Re: What should we call RDF's ability to allow multiple models to peacefully coexist, interconnected? from Michael Brunnbauer on 2014-03-09 (semantic-web@w3.org from March 2014)

From: Michael Brunnbauer <brunni@netestate.de>
Date: Sun, 9 Mar 2014 15:48:50 +0100
To: "Timothy W. Cook" <tim@mlhim.org>
Cc: semantic-web <semantic-web@w3.org>
Message-ID: <20140309144850.GA24523@netestate.de>
Hello Timothy,

MLHIM seems to be annotated data models - with optional RDF annotations.

The claims regarding interoperability and semantics are a bit exaggerated, IMO.

If we had something like annotated portable RDB schemas, would they carry less
meaning and would applications built with them be less interoperable than with
MLHIM?

In order to make applications completely interoperable and remove all
implicit semantics from their code, you have to abolish them - replacing them
with some standard component.
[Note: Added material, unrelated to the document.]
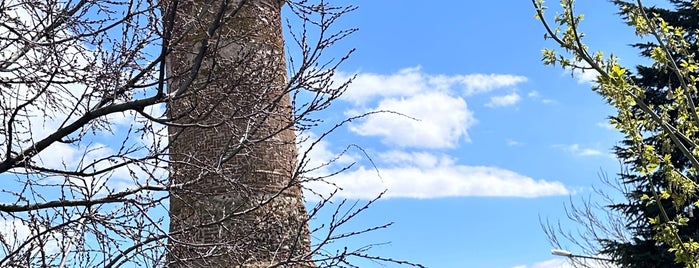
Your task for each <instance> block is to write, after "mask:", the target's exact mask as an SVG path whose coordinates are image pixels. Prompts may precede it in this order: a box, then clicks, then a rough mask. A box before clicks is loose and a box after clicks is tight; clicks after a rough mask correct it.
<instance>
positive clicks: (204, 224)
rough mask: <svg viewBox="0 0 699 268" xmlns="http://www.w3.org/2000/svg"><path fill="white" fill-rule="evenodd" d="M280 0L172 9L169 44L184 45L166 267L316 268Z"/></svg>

This is probably as futile as the ontology/data 
model to rule them all.

I agree that the proposition of XML Schema is alluring: The information about
the data model used and how to validate the data is always present and the
tools for validation are already there.

You did not use RDF because it has no standard way to do this - which is
unfortunate.

You could have created a way and tools to do this in RDF. Did you fear the 
necessary effort or the risk to adoption?

It seems that XML Schema allows vocabulary reuse down to the property/attribute
level - but the temptation to create own terms instead of reusing others seems
to be greater than with RDF. Having some of the semantics in the XML Schema
layer and more of it in the RDF layer on top of it definitely is a drawback.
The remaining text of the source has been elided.